Methods: Avogadro v.1.2.0 and Openbabel v.2.4.1 were used for creating file formats required for docking analysis. Molecular docking was performed with eight different proteins essential for Mtb metabolism and survival. AutoDock v.4.2 and AutoDock vina v.1.1.2 were used for docking and Gromacs 5.1.4 was used for simulation studies.

Results and Discussion: Among the two ligands used in this research, cucurbitacin E showed a better docking score relative to the drugs presently available for all the target proteins. Rifampicin showed the best binding affinity (among known inhibitors) i.e. -10.8 kcal/mol with C terminal caspase recruitment domain. Moreover, ursolic acid and cucurbitacin E showed uniform binding score (above -7.5 kcal/mol) with all the target proteins, acknowledged its availability as a potential multi-target drug.

Conclusions: Ursolic acid can be useful in the creation of novel, multi-targeted and effective anti- TB medicines since it showed stable structure with FabH.

目的：药用植物如柑桔（Citrullus colocynthis）是生产有用的新型抗分枝杆菌药物的潜在选择。植物中存在多种天然产物，尤其是熊果酸（UA）和葫芦素E2-0-β-d-吡喃葡萄糖苷（CEG），它们对各种细菌都有良好的抗菌活性，因此需要检查其结核分枝杆菌（Mtb）的作用。

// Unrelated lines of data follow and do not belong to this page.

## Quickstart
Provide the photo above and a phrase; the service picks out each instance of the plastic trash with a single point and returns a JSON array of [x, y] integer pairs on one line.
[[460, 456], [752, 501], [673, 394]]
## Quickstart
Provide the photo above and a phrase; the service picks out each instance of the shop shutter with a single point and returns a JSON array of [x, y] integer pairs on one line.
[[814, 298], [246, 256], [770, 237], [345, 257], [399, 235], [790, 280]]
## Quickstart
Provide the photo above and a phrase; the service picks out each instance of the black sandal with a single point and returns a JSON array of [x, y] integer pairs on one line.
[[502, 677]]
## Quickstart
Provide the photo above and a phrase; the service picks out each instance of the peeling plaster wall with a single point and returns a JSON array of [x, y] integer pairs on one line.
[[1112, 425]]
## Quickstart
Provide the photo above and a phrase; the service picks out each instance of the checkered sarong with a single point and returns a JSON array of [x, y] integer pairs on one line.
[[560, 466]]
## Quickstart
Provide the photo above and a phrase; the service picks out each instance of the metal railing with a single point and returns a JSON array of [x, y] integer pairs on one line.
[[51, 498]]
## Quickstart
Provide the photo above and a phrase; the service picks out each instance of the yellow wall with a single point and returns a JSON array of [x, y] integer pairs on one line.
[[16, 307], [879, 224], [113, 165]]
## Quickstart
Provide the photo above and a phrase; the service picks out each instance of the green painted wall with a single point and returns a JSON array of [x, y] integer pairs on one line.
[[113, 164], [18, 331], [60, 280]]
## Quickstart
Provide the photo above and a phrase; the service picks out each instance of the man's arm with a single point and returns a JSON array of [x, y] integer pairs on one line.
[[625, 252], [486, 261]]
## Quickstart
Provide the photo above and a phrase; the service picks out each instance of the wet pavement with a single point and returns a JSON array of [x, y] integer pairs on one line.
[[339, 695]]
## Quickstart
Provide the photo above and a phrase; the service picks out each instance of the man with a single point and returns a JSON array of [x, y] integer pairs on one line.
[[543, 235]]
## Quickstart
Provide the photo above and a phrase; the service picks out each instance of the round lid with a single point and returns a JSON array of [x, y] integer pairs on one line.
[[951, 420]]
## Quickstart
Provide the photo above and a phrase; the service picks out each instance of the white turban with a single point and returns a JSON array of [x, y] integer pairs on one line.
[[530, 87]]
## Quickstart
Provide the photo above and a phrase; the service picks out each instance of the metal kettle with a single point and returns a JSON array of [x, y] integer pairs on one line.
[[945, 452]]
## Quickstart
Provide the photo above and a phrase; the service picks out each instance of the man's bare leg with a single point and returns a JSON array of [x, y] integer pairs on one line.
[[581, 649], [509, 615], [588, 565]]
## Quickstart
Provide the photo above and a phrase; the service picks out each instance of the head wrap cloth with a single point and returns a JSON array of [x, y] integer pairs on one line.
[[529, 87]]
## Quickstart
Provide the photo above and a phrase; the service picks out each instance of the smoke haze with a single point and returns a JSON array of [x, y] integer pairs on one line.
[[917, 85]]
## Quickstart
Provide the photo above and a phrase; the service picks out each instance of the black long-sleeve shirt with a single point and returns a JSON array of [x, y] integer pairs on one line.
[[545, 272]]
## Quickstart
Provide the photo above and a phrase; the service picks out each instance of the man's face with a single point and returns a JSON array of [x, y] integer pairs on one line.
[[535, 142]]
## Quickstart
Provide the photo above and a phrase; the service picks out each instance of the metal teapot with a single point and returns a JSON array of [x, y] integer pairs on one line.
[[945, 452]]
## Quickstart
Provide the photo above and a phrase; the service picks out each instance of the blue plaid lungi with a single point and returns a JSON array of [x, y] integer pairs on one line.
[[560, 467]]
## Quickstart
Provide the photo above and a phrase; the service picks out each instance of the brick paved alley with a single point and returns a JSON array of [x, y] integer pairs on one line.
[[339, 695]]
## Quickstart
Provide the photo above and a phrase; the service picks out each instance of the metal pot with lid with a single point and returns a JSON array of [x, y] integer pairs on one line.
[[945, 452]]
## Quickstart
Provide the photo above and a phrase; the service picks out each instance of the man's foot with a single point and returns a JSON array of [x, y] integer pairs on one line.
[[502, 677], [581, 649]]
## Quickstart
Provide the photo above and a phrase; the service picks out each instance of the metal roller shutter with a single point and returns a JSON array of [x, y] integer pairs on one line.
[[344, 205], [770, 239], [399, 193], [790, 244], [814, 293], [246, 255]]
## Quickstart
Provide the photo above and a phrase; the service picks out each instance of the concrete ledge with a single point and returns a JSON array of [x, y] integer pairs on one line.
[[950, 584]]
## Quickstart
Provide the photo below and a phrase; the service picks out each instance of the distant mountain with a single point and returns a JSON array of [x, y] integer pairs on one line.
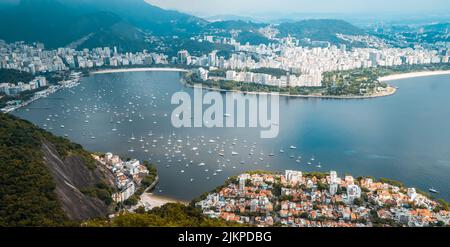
[[320, 29], [86, 23], [235, 24], [217, 18], [145, 16]]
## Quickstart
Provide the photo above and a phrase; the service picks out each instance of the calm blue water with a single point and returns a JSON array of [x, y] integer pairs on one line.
[[405, 137]]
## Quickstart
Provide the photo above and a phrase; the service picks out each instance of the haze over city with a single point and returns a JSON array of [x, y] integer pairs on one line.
[[252, 7]]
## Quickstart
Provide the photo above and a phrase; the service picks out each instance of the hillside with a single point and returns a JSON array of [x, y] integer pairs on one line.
[[321, 30], [169, 215], [88, 24], [46, 180]]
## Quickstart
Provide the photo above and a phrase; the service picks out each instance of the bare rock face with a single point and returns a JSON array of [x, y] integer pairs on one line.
[[71, 175]]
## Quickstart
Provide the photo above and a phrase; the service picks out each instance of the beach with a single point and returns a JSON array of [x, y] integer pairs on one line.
[[110, 71], [413, 74], [389, 91], [150, 201]]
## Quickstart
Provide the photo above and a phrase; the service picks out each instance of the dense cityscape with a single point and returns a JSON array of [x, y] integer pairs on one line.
[[299, 66], [79, 126], [320, 200]]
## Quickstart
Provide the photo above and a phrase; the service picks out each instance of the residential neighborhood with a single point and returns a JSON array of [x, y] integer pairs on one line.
[[319, 199]]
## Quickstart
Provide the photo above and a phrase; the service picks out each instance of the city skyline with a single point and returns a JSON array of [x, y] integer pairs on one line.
[[269, 7]]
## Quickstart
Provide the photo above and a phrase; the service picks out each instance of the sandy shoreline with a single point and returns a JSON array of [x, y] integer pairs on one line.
[[111, 71], [412, 75], [390, 91], [150, 201]]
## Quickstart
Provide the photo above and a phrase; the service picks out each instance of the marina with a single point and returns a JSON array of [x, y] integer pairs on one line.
[[130, 114]]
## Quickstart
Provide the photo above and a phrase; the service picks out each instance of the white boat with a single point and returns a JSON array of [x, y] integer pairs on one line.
[[432, 190]]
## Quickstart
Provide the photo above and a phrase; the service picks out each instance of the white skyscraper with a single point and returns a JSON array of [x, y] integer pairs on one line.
[[333, 177], [353, 192]]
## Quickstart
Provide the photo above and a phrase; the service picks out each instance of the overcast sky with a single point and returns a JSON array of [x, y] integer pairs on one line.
[[250, 7]]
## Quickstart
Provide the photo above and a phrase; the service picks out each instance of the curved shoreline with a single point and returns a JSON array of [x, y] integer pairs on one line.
[[111, 71], [401, 76], [390, 91]]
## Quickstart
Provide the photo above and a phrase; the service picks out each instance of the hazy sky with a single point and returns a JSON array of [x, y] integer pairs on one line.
[[249, 7]]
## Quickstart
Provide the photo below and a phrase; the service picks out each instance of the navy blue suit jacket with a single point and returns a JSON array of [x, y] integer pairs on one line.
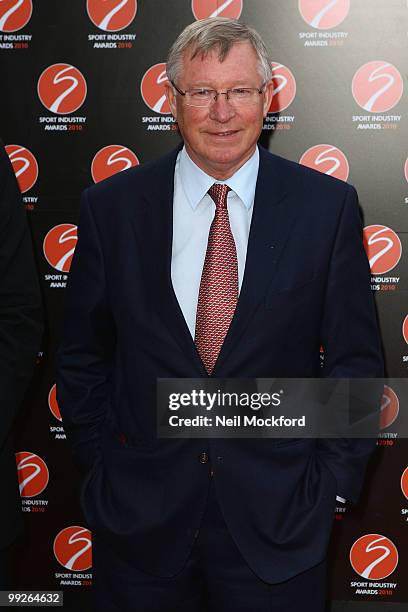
[[306, 283]]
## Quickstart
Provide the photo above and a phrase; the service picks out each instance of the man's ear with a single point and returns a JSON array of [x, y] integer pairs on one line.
[[171, 98], [268, 97]]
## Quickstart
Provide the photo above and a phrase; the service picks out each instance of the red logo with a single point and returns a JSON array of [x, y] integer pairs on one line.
[[33, 475], [59, 246], [327, 159], [15, 14], [389, 407], [383, 248], [373, 557], [110, 160], [404, 482], [24, 165], [53, 404], [216, 8], [284, 88], [405, 329], [111, 15], [377, 86], [73, 548], [324, 14], [62, 88], [152, 89]]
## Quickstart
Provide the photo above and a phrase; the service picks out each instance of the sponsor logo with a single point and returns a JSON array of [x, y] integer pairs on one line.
[[53, 404], [377, 86], [216, 8], [33, 475], [24, 165], [324, 14], [153, 91], [73, 548], [62, 88], [284, 88], [373, 556], [110, 160], [389, 407], [383, 248], [59, 246], [404, 482], [15, 14], [327, 159], [111, 15]]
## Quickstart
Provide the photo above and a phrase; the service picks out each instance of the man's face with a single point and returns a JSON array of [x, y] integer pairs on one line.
[[222, 137]]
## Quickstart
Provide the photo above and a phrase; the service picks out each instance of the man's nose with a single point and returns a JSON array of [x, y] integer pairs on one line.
[[221, 110]]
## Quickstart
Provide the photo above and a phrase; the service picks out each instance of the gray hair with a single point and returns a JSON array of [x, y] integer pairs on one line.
[[220, 33]]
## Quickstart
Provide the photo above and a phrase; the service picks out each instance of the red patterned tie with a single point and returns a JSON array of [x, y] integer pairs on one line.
[[218, 293]]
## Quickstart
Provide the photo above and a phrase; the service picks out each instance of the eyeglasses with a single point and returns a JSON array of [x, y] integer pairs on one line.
[[237, 96]]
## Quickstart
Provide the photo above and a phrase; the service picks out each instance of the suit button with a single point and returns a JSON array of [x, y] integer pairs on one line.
[[203, 457]]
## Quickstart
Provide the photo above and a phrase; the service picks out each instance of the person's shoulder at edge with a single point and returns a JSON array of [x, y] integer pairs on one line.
[[134, 181]]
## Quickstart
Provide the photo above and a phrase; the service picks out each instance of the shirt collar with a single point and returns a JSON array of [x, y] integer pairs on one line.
[[196, 182]]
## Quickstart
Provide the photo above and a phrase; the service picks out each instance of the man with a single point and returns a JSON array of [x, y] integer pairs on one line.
[[20, 334], [173, 277]]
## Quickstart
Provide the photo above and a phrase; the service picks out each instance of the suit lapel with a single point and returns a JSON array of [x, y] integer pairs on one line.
[[156, 236], [271, 223]]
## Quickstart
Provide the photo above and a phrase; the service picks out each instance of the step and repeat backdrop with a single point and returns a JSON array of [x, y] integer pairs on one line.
[[83, 97]]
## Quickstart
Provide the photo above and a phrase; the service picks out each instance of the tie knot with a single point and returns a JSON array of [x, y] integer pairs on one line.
[[218, 192]]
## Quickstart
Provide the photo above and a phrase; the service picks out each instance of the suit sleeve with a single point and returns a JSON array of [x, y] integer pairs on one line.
[[351, 341], [20, 302], [85, 355]]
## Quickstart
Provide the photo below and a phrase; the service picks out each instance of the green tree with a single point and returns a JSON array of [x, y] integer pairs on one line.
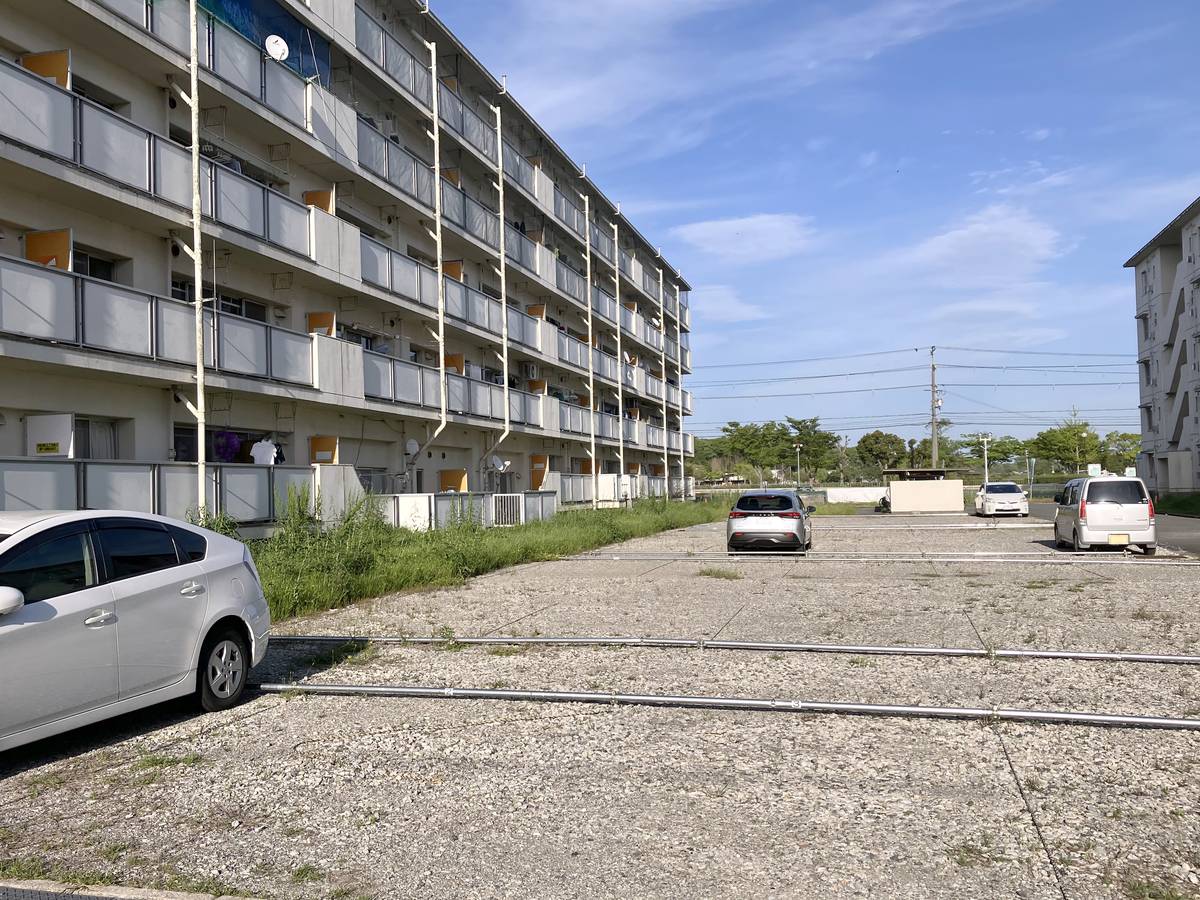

背景：结核分枝杆菌（Mtb）是一种专性的人类病原体，可导致结核病，并且是全世界主要的死亡原因之一。目前可以使用几种药物组合来治疗结核病患者，但是这些药物不足以解决全世界的结核病病例。

目的：研究乌索酸和葫芦素E与8种潜在的Mtb靶蛋白之间的分子相互作用，以期发现类似药物的抑制剂。

方法：Avogadro v.1.2.0和Openbabel v.2.4.1用于创建停靠分析所需的文件格式。用Mtb代谢和生存所必需的八种不同蛋白质进行分子对接。使用AutoDock v.4.2和AutoDock vina v.1.1.2进行对接，使用Gromacs 5.1.4进行仿真研究。

结果与讨论：在这项研究中使用的两种配体中，葫芦素E相对于目前可用于所有靶蛋白的药物表现出更好的对接得分。利福平显示出最佳的结合亲和力（在已知抑制剂中），即具有C端半胱天冬酶募集结构域的-10.8 kcal / mol。此外，熊果酸和葫芦素E与所有靶蛋白均显示出均一的结合评分（-7.5 kcal / mol以上），并承认其可作为潜在的多靶点药物。

结论：熊果酸可用于制造新型，多靶点且有效的抗结核药物，因为它在FabH中显示出稳定的结构。